Base URL
All API requests are made to:
https://api.ub.bitbros.in
Authentication
Every request must include an x-api-key header. urBackend issues two keys per project with different trust levels:
| Key prefix | Where to use | Write access |
|---|
pk_live_… | Frontend / mobile clients | Reads only — writes require RLS + Bearer token |
sk_live_… | Server-side only (never expose in client code) | Full read/write access |
Never expose your sk_live key in frontend or mobile code. Anyone who obtains
it has unrestricted write access to your project data.

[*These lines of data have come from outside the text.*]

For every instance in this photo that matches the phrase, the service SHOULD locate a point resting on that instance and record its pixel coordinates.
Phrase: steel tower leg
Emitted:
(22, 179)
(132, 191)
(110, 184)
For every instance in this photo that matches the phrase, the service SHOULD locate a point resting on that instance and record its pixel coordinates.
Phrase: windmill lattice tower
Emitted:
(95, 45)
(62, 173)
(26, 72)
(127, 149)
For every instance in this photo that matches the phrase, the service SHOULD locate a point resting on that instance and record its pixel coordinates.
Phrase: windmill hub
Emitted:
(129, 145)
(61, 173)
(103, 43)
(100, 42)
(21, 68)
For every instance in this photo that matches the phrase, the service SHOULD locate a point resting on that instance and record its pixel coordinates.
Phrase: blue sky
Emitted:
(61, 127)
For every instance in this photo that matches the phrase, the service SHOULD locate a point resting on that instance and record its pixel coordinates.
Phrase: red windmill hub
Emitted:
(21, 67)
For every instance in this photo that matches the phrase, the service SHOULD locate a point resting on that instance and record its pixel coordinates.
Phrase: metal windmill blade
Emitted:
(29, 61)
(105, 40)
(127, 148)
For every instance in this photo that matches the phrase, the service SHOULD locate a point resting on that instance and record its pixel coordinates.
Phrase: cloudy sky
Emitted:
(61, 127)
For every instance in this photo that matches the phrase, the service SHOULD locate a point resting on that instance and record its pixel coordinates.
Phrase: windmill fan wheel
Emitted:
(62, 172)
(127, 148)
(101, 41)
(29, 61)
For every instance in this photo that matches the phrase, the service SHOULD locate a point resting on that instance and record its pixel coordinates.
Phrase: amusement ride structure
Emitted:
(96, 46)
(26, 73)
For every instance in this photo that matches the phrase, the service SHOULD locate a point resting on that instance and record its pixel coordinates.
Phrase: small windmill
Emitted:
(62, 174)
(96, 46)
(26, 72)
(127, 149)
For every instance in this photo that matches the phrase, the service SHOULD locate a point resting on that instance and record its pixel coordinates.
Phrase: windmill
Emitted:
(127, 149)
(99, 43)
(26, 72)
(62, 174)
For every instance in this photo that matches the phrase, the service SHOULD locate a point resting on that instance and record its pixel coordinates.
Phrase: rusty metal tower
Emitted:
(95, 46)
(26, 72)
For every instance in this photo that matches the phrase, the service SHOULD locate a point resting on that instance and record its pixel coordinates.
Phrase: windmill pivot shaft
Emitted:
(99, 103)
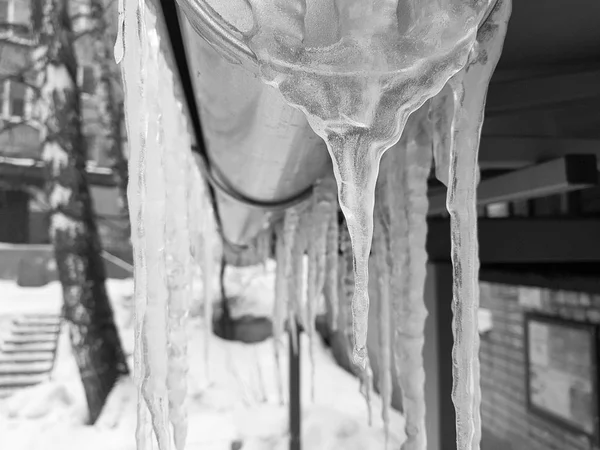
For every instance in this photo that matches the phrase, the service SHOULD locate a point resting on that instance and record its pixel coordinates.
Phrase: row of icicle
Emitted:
(167, 189)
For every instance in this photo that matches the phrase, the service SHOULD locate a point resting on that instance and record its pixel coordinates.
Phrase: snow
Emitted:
(240, 403)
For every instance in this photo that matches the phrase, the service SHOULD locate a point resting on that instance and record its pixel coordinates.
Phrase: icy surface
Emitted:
(358, 93)
(358, 83)
(227, 409)
(166, 232)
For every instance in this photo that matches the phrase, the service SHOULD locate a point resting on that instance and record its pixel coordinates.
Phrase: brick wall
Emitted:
(507, 423)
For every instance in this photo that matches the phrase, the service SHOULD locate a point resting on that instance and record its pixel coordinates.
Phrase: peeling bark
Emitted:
(94, 337)
(110, 99)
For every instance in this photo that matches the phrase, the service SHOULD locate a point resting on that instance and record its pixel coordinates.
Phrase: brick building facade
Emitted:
(508, 423)
(22, 141)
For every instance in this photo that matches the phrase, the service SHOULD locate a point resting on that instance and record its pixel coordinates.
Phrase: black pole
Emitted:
(295, 410)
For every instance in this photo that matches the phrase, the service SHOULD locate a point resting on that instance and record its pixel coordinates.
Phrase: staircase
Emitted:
(27, 351)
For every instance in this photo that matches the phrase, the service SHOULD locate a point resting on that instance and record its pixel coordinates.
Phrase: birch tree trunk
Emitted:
(110, 96)
(94, 337)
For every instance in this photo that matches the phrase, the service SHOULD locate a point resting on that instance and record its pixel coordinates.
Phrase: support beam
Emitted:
(32, 171)
(437, 359)
(569, 173)
(519, 152)
(534, 93)
(524, 241)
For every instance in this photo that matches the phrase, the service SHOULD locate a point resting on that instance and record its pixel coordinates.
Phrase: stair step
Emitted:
(37, 321)
(13, 381)
(25, 368)
(30, 357)
(36, 347)
(29, 339)
(7, 392)
(35, 330)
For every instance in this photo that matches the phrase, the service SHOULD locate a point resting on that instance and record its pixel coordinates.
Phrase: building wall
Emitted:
(14, 216)
(507, 423)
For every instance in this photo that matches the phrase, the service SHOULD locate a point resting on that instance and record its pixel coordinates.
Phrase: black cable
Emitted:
(215, 178)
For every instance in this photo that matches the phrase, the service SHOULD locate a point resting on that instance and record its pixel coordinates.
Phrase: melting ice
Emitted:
(378, 62)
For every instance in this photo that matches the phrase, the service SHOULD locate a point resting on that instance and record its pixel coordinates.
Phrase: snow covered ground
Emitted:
(239, 400)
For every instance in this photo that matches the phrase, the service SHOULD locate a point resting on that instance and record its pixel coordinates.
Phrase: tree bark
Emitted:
(94, 337)
(110, 99)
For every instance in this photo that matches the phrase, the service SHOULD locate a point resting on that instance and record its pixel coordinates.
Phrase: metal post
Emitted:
(295, 402)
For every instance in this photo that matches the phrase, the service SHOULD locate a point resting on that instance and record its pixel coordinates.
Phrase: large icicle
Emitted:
(178, 166)
(162, 182)
(331, 291)
(442, 112)
(134, 78)
(470, 90)
(324, 197)
(280, 306)
(358, 93)
(293, 270)
(382, 264)
(154, 327)
(403, 194)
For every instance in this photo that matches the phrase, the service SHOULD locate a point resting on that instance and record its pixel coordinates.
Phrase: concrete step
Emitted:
(29, 339)
(53, 330)
(16, 381)
(25, 368)
(32, 321)
(36, 347)
(7, 392)
(31, 357)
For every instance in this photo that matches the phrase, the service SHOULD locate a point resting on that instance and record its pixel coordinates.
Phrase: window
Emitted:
(14, 100)
(15, 17)
(86, 78)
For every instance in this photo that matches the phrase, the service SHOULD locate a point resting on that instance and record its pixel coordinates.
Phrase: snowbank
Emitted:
(234, 397)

| Header | Required | Purpose |
|---|
x-api-key | Yes | Your project API key (pk_live_… or sk_live_…) |
Authorization: Bearer <jwt> | Required for pk_live writes with RLS enabled | End-user identity for owner-based write checks |
x-refresh-token | Mobile/non-browser refresh only | Provide refresh token when cookies are not available |
x-refresh-token-mode: header | Paired with x-refresh-token | Signals that the refresh token is in a header, not a cookie |
Content-Type: application/json | Required for all JSON request bodies | Body parsing and validation |
{
"success": true,
"data": {},
"message": "Human-readable status message"
}
success is false and data is omitted or empty. The message field describes what went wrong.
Endpoint Quick Reference
| Area | Method | Endpoint | Description |
|---|
| Auth | POST | /api/userAuth/signup | Register a new user |
| Auth | POST | /api/userAuth/login | Log in and get a JWT access token |
| Auth | POST | /api/userAuth/refresh-token | Rotate refresh token and issue a new access token |
| Auth | POST | /api/userAuth/logout | Revoke the current refresh session |
| Auth | GET | /api/userAuth/me | Get the current user’s profile |
| Auth | GET | /api/userAuth/public/:username | Get a public-safe profile by username |
| Auth | GET | /api/userAuth/social/:provider/start | Start GitHub or Google OAuth flow |
| Auth | POST | /api/userAuth/social/exchange | Exchange callback rtCode for a refresh token |
| Auth | POST | /api/userAuth/verify-email | Verify a user’s email with OTP |
| Auth | POST | /api/userAuth/request-password-reset | Request a password reset OTP |
| Auth | POST | /api/userAuth/reset-password | Reset password using OTP |
| Auth | PUT | /api/userAuth/update-profile | Update the current user’s profile |
| Auth | PUT | /api/userAuth/change-password | Change the current user’s password |
| Data | GET | /api/data/:collectionName | List all documents in a collection |
| Data | GET | /api/data/:collectionName/:id | Get a single document by ID |
| Data | POST | /api/data/:collectionName | Insert a new document |
| Data | PUT | /api/data/:collectionName/:id | Full update of a document by ID |
| Data | PATCH | /api/data/:collectionName/:id | Partial update of a document by ID |
| Data | DELETE | /api/data/:collectionName/:id | Delete a document by ID |
| Storage | POST | /api/storage/upload | Upload a file and receive a public CDN URL |
| Storage | DELETE | /api/storage/file | Delete a file by its stored path |
Status Codes
| Code | Meaning |
|---|
200 OK | Request succeeded |
201 Created | Document, user, or file created successfully |
400 Bad Request | Validation failure or malformed JSON |
401 Unauthorized | Missing or invalid API key, or expired JWT |
403 Forbidden | Resource quota exceeded, RLS policy violation, or owner mismatch |
404 Not Found | Collection, document, or file does not exist |
413 Payload Too Large | Uploaded file exceeds the size limit |
500 Server Error | Unexpected problem on our end |
Write Access Matrix
Use this table to determine which key and token combination you need for write operations on non-users collections:
| Key | User Token | RLS Enabled | Outcome |
|---|
pk_live | No | Any | Write blocked |
pk_live | Yes | No | Write blocked |
pk_live | Yes | Yes | Allowed — owner-constrained writes only |
sk_live | Not required | Any | Allowed — server-trusted context |
The users collection is managed exclusively through /api/userAuth/*.
Direct access via /api/data/users* is blocked for all keys.